Este não é ele. Jamais cometera erro tão grotesco, e assim se esforçava para recobrar-se. Também não sabe, e nem pretendia, ser tão grotescamente manipulado. Se cabe a alguém a autoridade máxima deste mesmo ofício, seria ele – e apenas ele – seu maior detentor e grande soberano. Executivo em ascensão. Uma mente destemida. Insubstituível pela inteligência. Indispensável pela elegância. Mas não mais, ao que parece. Vê-se despejado sobre o sofá-cama incerto demais do que deve temer. Não houve sinais relevantes. Eles os teriam notado. Se alguém percebeu, no entanto, ninguém o alertara. Ela não pode fazê-lo, é claro, e agora ele teria que elaborar uma solução sozinho e o quanto antes – como Alessia certamente também não pudera fazer.

Enquanto se permite prolongar um suspiro entrecortado, ouve romper na sala o ruído oco de dois solenes pares de batidas à porta. De olhos alarmados, e um tanto já secos, prefere conferir – pela janela – o lado de fora, antes de se encaminhar até o seu visitante.

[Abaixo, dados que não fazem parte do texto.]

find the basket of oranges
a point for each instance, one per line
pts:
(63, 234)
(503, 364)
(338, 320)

Junto a árvore mais próxima, do outro lado da rua, um homem de óculos escuros se recosta de braços cruzados. Tão suspeito quanto humanamente possível, o sujeito veste um sobretudo num tom de cinza muito escuro, e leva na cabeça um chapéu que não lhe parece ter o menor propósito plausível, senão o de elevar-se a um brilhantismo exacerbado. Logo assim que decide fechar as cortinas, o homem lhe devolve o olhar erguendo a cabeça com um movimento lento – em um gesto afetado de formalidade dissimulada. Interrompida a tarefa de afastar-se da janela, Marcus pondera sobre suas possibilidades.

Ainda mantendo a postura impecável, a qual lhe condicionara o peso do sobrenome que sempre o antecedera, põe-se de lado, como se num estado contemplativo – sem soltar as cortinas ou afastar-se. Eis que mais uma vez as batidas ecoam no apartamento, desta vez com intervalos tão longos que o soam agressivos, e ele agora desloca o corpo para uma distância segura da visão do seu observador. Ele não está mais seguro. Será assassinado.

Seus cúmplices logo o encontrariam, se suas próprias mortes não o fizesse primeiro. Talvez não devesse lutar contra a sua fúria. A ira daquele homem jamais poderia ser apagada. Marcus compreende a dimensão deste fato. Era ele um dos culpados. Jamais se perdoaria pelos seus próprios crimes, assim como ninguém um dia iria perdoá-lo. Volta-se à mesa ao lado para desfazer-se da arma e se deixa refletir pela primeira e última vez sobre o seu fim. Pensando bem, o que está feito está feito. Seus erros não se dissipariam com a sua morte, então quem sabe não seria melhor que não morresse afinal. Nunca considerou a possibilidade de matá-lo, não até este momento.